A government (local or national) that feels that rents are too high and hurting low income tenants might enact rent controls. There are several ways these might be implemented, but the simplest way is a maximum price in the market for rental housing (alternatives include maximum absolute or relative (percentage) annual increases in rents). Regardless of how the rent controls are implemented, they lead to the same main effect – shortages of (or excess demand for) rental housing.
The ‘usual’ examples we use include the market for New York City apartments, or houses in San Francisco or some other jurisdictions in California. Alex Tabarrok at Marginal Revolution recently pointed to this letter from a resident of Stockholm, to the city of Seattle:
Stockholm City Council now has an official housing queue, where 1 day waiting = 1 point. To get an apartment you need both money for the rent and enough points to be the first in line. Recently an apartment in inner Stockholm became available. In just 5 days, 2000 people had applied for the apartment. The person who got the apartment had been waiting in the official housing queue since 1989!
Rent controls reduced my housing supply and promoted a lack of availability in my existing housing stock. This was a surprise because the Swedish Government didn’t cap rents directly- it limited rises to those negotiated between the landlord and tenant associations; based on analysis of costs and apartment ‘utility values’ that described location and apartment quality.I’m in Copenhagen this week, and talking to one of the locals there are similar rent control mechanisms at work here in Denmark as well. With similar effects – she mentioned that the waiting lists on rent-controlled housing can be around 30 years or more.
To see why rent control leads to shortages (excess demand) and long waiting lists, consider the diagram below. If the market operated without rent controls, the equilibrium rent (R0) and quantity (Q0) would prevail. There would be no excess demand for rental housing. However, rent control keeps the price below equilibrium (R1) – it can’t rise to R0 because of the rent control rules. The lower rent makes renting more attractive relative to owning your own home. Some people would find it cheaper or more convenient to be a renter at this lower rent, so the quantity of rental housing demanded increases (to QD1). However, the lower rents make rental housing a less attractive investment for landlords. Perhaps they convert that rental housing into commercial rentals instead (e.g. offices) or maybe they choose to live there themselves (the opportunity cost of living in the house is now lower). Either way, the quantity of rental housing decreases (to QS1). The difference between QD1 and QS1 represents the excess demand for rental housing at the controlled rent – there are fewer houses available than the quantity people want to rent.

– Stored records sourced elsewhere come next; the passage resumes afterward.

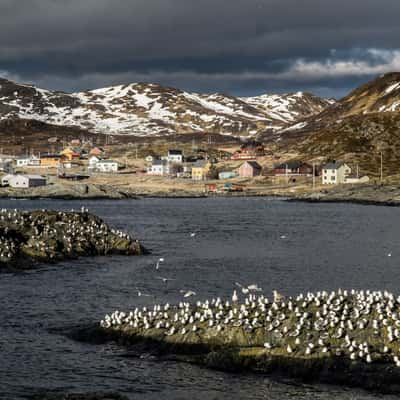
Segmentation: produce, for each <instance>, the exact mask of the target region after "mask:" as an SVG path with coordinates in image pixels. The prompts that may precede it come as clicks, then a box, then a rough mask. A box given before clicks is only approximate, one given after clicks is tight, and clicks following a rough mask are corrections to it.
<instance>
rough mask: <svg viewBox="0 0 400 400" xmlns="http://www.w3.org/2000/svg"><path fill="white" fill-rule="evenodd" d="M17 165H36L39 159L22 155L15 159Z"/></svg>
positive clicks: (33, 166)
mask: <svg viewBox="0 0 400 400" xmlns="http://www.w3.org/2000/svg"><path fill="white" fill-rule="evenodd" d="M16 163H17V167H28V166H29V167H37V166H39V165H40V159H39V158H37V157H35V156H22V157H18V158H17V159H16Z"/></svg>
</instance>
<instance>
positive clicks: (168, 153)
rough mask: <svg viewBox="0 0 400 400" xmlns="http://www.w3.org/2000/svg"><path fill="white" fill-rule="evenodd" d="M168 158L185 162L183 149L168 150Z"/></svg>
mask: <svg viewBox="0 0 400 400" xmlns="http://www.w3.org/2000/svg"><path fill="white" fill-rule="evenodd" d="M167 160H168V161H169V162H171V163H182V162H183V152H182V150H168V156H167Z"/></svg>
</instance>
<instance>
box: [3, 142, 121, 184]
mask: <svg viewBox="0 0 400 400" xmlns="http://www.w3.org/2000/svg"><path fill="white" fill-rule="evenodd" d="M73 142H74V143H73ZM72 144H73V145H72ZM73 168H75V169H81V170H82V169H83V168H87V171H88V172H90V173H113V172H117V171H118V170H119V168H120V166H119V163H118V162H117V161H115V160H110V159H107V158H106V157H105V151H104V149H102V148H101V147H96V146H95V147H92V148H90V149H88V150H85V149H84V148H83V147H82V146H80V141H79V140H73V141H71V144H70V146H67V147H65V148H64V149H63V150H62V151H60V152H59V153H52V154H50V153H47V154H40V153H38V154H37V155H35V154H30V155H21V156H17V157H7V158H5V159H3V160H2V162H1V165H0V169H1V170H2V171H3V172H5V173H6V174H5V175H4V176H3V177H2V178H1V186H10V187H14V188H30V187H38V186H46V185H47V183H48V179H47V178H46V177H44V176H42V175H39V174H35V173H32V174H29V173H25V171H26V170H37V169H57V174H58V177H59V178H64V179H74V180H80V178H81V177H82V176H83V175H81V174H67V172H66V171H68V170H71V169H73ZM21 169H23V171H24V172H21Z"/></svg>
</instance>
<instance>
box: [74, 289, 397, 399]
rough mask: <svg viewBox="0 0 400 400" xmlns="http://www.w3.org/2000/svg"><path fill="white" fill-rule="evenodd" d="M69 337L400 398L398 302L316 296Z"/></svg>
mask: <svg viewBox="0 0 400 400" xmlns="http://www.w3.org/2000/svg"><path fill="white" fill-rule="evenodd" d="M72 337H74V338H75V339H79V340H84V341H90V342H97V343H101V342H107V341H116V342H118V343H120V344H122V345H125V346H129V348H133V349H134V348H135V347H136V348H138V349H139V351H146V352H148V351H151V352H153V353H154V354H156V355H166V354H167V355H173V357H174V359H176V360H182V361H187V362H193V363H198V364H201V365H205V366H207V367H211V368H217V369H222V370H227V371H236V372H237V371H246V372H248V371H253V372H258V373H266V374H269V375H280V376H287V377H291V378H296V379H299V380H302V381H307V382H323V383H332V384H343V385H348V386H358V387H363V388H366V389H369V390H374V391H379V392H382V393H400V359H399V357H400V298H396V297H395V296H393V295H392V294H390V293H388V292H370V291H359V292H355V291H352V292H347V291H341V290H339V291H338V292H330V293H327V292H318V293H316V294H312V293H307V294H306V295H299V296H298V297H296V298H288V299H285V298H282V297H280V298H277V297H276V298H275V300H274V301H268V299H266V298H265V297H264V296H259V297H256V296H253V295H250V296H249V297H247V298H246V299H245V300H244V302H243V303H241V304H239V303H238V302H237V301H233V302H231V303H230V302H225V301H221V300H219V299H214V300H212V301H206V302H204V303H202V302H198V303H196V304H193V305H192V304H189V303H181V304H180V305H179V306H177V307H170V306H169V305H168V304H167V305H156V306H154V308H151V309H146V308H142V309H135V310H132V311H131V312H121V311H115V312H114V313H113V314H110V315H107V316H106V317H105V318H104V320H102V321H101V323H100V324H99V325H96V326H91V327H86V328H83V329H77V330H75V331H74V332H73V334H72Z"/></svg>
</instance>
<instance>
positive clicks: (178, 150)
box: [168, 150, 182, 156]
mask: <svg viewBox="0 0 400 400" xmlns="http://www.w3.org/2000/svg"><path fill="white" fill-rule="evenodd" d="M168 155H174V156H181V155H182V150H168Z"/></svg>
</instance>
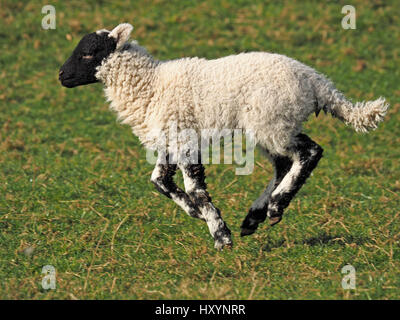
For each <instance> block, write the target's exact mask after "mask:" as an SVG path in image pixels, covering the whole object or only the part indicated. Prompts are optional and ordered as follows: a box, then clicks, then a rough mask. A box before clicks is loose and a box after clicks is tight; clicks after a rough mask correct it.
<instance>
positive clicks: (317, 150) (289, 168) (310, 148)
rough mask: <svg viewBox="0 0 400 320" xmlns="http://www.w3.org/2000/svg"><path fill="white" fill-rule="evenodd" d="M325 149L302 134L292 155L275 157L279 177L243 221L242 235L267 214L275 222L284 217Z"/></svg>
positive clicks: (290, 151) (261, 196) (277, 176)
mask: <svg viewBox="0 0 400 320" xmlns="http://www.w3.org/2000/svg"><path fill="white" fill-rule="evenodd" d="M322 151H323V149H322V148H321V147H320V146H319V145H318V144H317V143H315V142H314V141H312V140H311V139H310V138H309V137H308V136H306V135H304V134H299V135H298V136H296V141H295V144H294V147H293V148H292V149H291V151H290V152H289V155H288V156H279V157H275V159H274V158H273V162H274V166H275V178H274V179H273V180H272V181H271V182H270V184H269V185H268V187H267V189H266V190H265V192H264V193H263V194H262V195H261V197H260V198H258V199H257V200H256V201H255V202H254V204H253V205H252V207H251V208H250V212H249V214H248V215H247V216H246V218H245V220H244V221H243V224H242V233H241V235H242V236H245V235H249V234H252V233H254V232H255V230H256V229H257V227H258V224H259V223H261V222H263V221H264V220H265V218H266V217H267V216H268V217H269V219H270V224H271V225H274V224H276V223H278V222H279V221H281V219H282V214H283V210H284V209H285V208H286V207H287V206H288V205H289V203H290V201H291V200H292V199H293V197H294V196H295V194H296V193H297V191H299V190H300V188H301V187H302V186H303V184H304V183H305V181H306V179H307V178H308V177H309V176H310V174H311V172H312V170H314V168H315V167H316V166H317V164H318V161H319V160H320V159H321V157H322Z"/></svg>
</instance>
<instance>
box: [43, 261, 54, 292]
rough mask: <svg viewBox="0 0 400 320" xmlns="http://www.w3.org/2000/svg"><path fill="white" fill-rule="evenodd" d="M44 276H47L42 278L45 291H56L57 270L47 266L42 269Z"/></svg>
mask: <svg viewBox="0 0 400 320" xmlns="http://www.w3.org/2000/svg"><path fill="white" fill-rule="evenodd" d="M42 274H44V275H45V276H44V277H43V278H42V288H43V289H45V290H49V289H51V290H55V289H56V268H54V267H53V266H52V265H46V266H44V267H43V268H42Z"/></svg>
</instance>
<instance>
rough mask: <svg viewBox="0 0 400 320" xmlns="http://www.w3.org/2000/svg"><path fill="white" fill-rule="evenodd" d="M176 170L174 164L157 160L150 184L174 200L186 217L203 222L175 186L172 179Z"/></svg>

This excess demand can have a range of negative effects, depending on how it is managed. Perhaps the excess demand is managed by waiting lists of various flavours (as in Stockholm or Copenhagen), which means that potential tenants have to wait years for a rent-controlled space to become available. Instead, perhaps landlords are left to manage the excess demand on their own, in which case the rent-controlled housing is more likely to be rented to higher income tenants. Why? The landlord has a lot of choice over tenants now (because of the excess demand). If they can choose to rent their house to the professional couple with two incomes, or the solo mother with no job and three young children, it doesn’t take an economics PhD to work out who is going to miss out. So in this case the rent control actually hurts the very people (low income tenants) that it was designed to help.
On top of that, landlords might be willing to accept side-payments (bribes) to ensure access to rental housing. Tenants are willing to pay the bribes to ensure they don't miss out on a place to live. This further stacks the rental market against low-income tenants. And on top of that, increased competition between tenants lowers the incentives for landlords to maintain their properties. Since tenants can't be choosy or they will miss out on a place to live, landlords don't need to offer high-amenity living. So the quality of housing available to rent may decline over time, which definitely doesn't make tenants better off.
In the long run, the situation is even worse, as we discuss in ECON100 each semester and as shows in the diagram below. Longer time horizons are associated with more elastic demand and supply. So in the long run, demand is more elastic (D2) than in the short run (D1). In the context of rent control, in the long run potential tenants (who may be homeowners) have more time to adjust to the change in rent. Note that the long run and short run demand curves both pass through the equilibrium point - this reflects that the difference between the two demand curves is only the elasticity of demand. That is, there is no "increase in demand" here between the short run and long run, just an "increase in quantity demanded" (because potential renters are part of the market, as well as those who actually do rent at the market rent). In the long run, supply is also more elastic (S2) than in the short run (S1). Landlords also have more time to adjust to the change in rent in the long run. And note again that both curves pass through the equilibrium point - there is no "decrease in supply" here, just a "decrease in quantity supplied" (because landlords are free to move houses between available to rent and not available, depending on the market rent).
From the diagram, you can see that the excess demand for housing arising from the rent control is larger in the long run (QD2 - QS2) than in the short run (QD1 - QS1). Which explains why rent controls have negative effects, and those negative effects just get worse over time. Leading to decades-long waiting lists for rental property in Stockholm and Copenhagen.